Aber vor allem hatte ich Angst. Angst vor der Zukunft, diese stetigen Veränderungen. Wie konnte ich so meine Ruhe finden?» Bernard Bishop lachte.
«Damals wusste ich es nicht. Wie aufgeschmissen ich doch war.»
Das Buch hingegen hatte Bernard nicht mehr losgelassen. Darin ging es nur um das Atmen. Einatmen, Ausatmen. Gedanken ausschalten. Es hatte ihn fasziniert und ehe er es sich versah, hatte Bernard Bishop das Meditieren erlernt. Anfangs war es ihm schwergefallen, doch mit der Zeit ging es immer besser.
«Gut war, dass ich schon als Kind immer eine lebhafte Disziplin an den Tag legte.»
Eines Tages hatte er sich gefühlt, als sei er ein anderer Mensch. Bernard war zu einem sehr zufriedener Menschen geworden. Auch ohne Frau. Er hatte seine Lebensumstände akzeptiert und alles, was ihm der Tag bereitet hatte. Er hatte gewusst, dass alles was geschah, einen Sinn hatte.
«…und dann, eines Tages traf ich diesen Mönch. Einen Asiaten. Er trug seine rote Kutte, und um den Bauch hatte er diesen schwarzen Gürtel. Er war noch viel zufriedener als ich es war. Der Mönch strahlte den ganzen Tag. Da kam ich mir plötzlich so klein vor. Eigentlich war ich doch auf der Höhe meines eigenen Selbst. Doch dieser Mönch war noch viel höher als ich.»
Zu Hause hatte er das rote Buch, das sein Leben verändert hatte, in eine Ecke geworfen. Entmutigt hatte er sich in seinem Schaukelstuhl verkrochen und wurde unzufrieden mit sich.
«Und so blieb es bis heute. Es war eine kurze Zeit, in der ich unverletzlich war. Ich wusste danach besser wer ich war, als ich es je getan hatte. Wie oft habe ich versucht, keine Angst zu haben, zuversichtlich zu sein, und voller Freude und Vertrauen in die Zukunft zu blicken. Aber es gelang mir nie mehr so, wie damals. Ständig wollte ich besser sein, mehr sein als ich war, so sein wie der Mönch.»

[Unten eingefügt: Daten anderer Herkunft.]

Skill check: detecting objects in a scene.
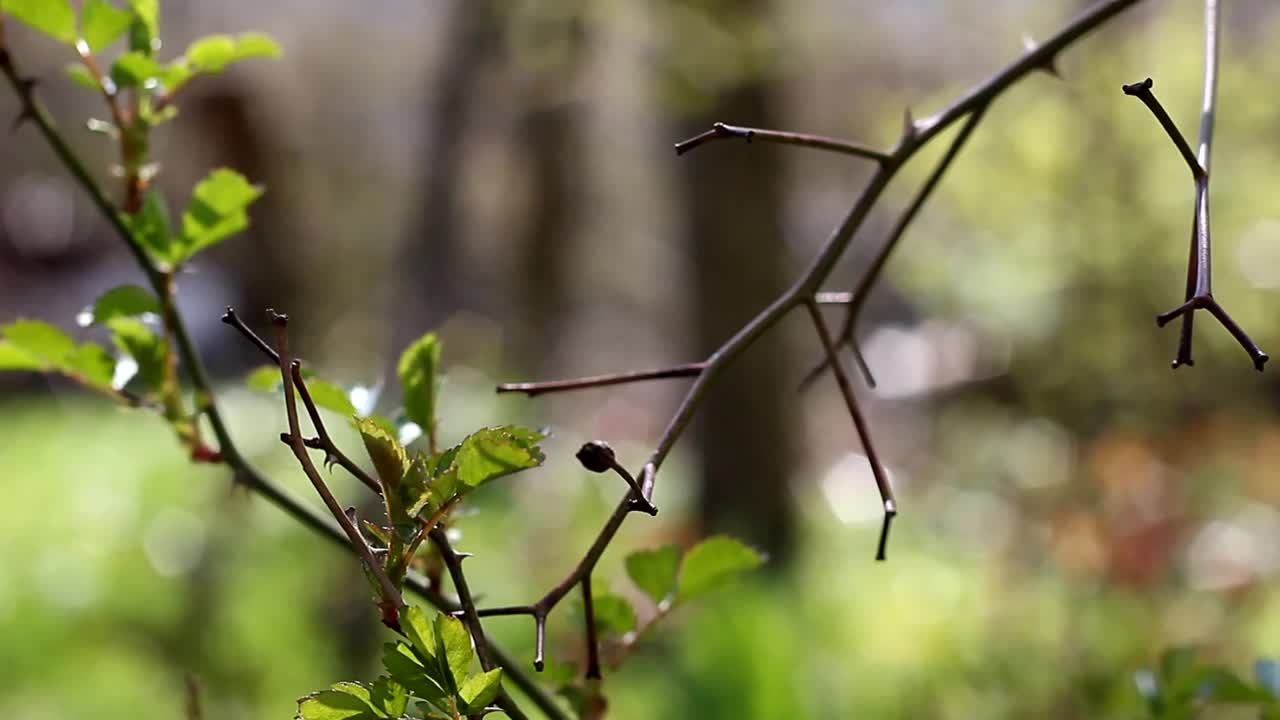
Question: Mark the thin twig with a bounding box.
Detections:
[271,313,404,628]
[805,302,897,560]
[1123,0,1268,373]
[676,123,888,163]
[483,0,1138,667]
[498,363,707,397]
[581,573,600,680]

Bernard Bishop fragte sich, ob der meditierende Bernard vielleicht gar nicht er selbst gewesen sei. Hatte er sich nur verstellt? So getan, als sei er etwas Besseres, etwas Höheres?
Bernard Bishop gab seine Geschichte auf. Er trank den letzten Schluck aus seiner Tasse vor dem brennenden Kamin. Hinter ihm hörte er Schritte.

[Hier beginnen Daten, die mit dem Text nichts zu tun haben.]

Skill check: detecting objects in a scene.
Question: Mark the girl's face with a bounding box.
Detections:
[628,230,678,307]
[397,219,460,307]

«Für mich musst du kein Mann im Saft sein, kein Mönch, du musst nicht meditieren, wenn du dich dazu aufraffen musst. Ich liebe dich, den aufbrausenden, disziplinierten Angsthasen, der du bist. Genauso, wie du bist.»
Warme Arme legten sich um Bernards Schultern. Seine Frau. Er musste schmunzeln.
«Wenn du jeden Tag versuchst, einen glücklichen Moment zu finden, in den Dingen die dich umgeben…dann hast du gewonnen.»
Manchmal richtet Gruppenzwang, das ständige «Besser-sein-wollen», den überdimensionalen Anspruch an sich selber, mehr Schaden als Nutzen an. Vor allem dann, wenn es jemanden gibt, der die Rohfassung deines Selbst liebt.